Obesity and its related metabolic disorders, including insulin resistance and chronic inflammation, increase the risk of colorectal cancer (CRC). This observation suggests that the metabolic abnormalities associated with obesity can be effective targets for preventing the development of CRC in obese individuals. In recent years, many studies using obese and diabetic animal models have been conducted to investigate the chemoprevention of CRC using pharmaceutical or nutritional interventions. Pitavastatin, a medicine used to treat hyperlipidemia, prevents the development of obesity-related colorectal carcinogenesis by attenuating chronic inflammation. Anti-hypertensive medicines, such as captopril and telmisartan, also suppress the formation of colonic preneoplastic lesions in obese and diabetic mice. In addition, several phytochemicals, including green tea catechins, have been reported to improve metabolic disorders and prevent the development of various cancers, including CRC. Moreover, the administration of branched-chain amino acids, which improves protein malnutrition and prevents the progression of hepatic failure, is effective for suppressing obesity-related colon carcinogenesis, which is thought to be associated with improvements in insulin resistance. In the present article, we summarize the detailed relationship between metabolic abnormalities and the development of CRC. This review also outlines recent evidence, in particular drawing from basic and clinical examinations using either pharmaceutical or nutritional intervention that suggests that targeting metabolic alterations may be an effective strategy for preventing the development of CRC in obese individuals.

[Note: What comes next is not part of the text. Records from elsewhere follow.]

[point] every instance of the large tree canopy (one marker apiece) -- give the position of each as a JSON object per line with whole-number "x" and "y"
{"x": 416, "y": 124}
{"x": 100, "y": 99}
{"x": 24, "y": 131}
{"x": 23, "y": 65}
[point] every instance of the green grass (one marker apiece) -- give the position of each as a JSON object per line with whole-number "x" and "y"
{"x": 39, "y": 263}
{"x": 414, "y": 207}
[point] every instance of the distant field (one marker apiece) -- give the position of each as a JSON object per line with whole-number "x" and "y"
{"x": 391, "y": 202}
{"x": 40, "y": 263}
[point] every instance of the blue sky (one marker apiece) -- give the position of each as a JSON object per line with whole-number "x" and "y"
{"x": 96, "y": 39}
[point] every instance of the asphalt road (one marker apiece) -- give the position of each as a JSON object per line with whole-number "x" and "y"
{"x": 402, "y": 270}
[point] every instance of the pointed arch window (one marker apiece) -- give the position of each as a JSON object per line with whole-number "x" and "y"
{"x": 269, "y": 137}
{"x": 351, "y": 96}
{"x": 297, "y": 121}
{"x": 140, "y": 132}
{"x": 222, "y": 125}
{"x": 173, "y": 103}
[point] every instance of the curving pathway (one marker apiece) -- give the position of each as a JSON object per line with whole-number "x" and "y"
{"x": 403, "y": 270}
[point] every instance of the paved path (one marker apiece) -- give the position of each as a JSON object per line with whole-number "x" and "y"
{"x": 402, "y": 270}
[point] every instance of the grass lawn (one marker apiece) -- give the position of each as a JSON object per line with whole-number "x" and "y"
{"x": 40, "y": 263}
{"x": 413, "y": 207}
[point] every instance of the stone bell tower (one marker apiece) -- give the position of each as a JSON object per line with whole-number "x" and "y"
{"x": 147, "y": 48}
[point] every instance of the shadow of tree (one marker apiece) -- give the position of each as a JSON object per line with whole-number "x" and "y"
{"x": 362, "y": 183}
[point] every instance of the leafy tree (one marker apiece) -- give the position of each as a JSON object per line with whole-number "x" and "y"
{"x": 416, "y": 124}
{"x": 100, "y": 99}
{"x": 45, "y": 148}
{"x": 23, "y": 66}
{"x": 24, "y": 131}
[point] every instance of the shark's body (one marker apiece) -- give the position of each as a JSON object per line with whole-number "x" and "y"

Keywords: Colorectal cancer, Obesity, Green tea catechin, Branched-chain amino acid, Chemoprevention

Core tip: Obesity and its related metabolic disorders increase the risk of colorectal cancer (CRC). Many studies using obese animal models have been conducted to investigate the chemoprevention of CRC using pharmaceutical or nutritional interventions. Lipid-lowering and anti-hypertensive medicines suppress the development of colonic preneoplastic lesions in obese mice. Green tea catechins improve metabolic disorders and prevent the development of CRC. The administration of branched-chain amino acids may be effective for suppressing obesity-related CRC. This review summarizes recent evidence that suggests that targeting metabolic alterations may be an effective strategy for preventing the development of CRC in obese individuals.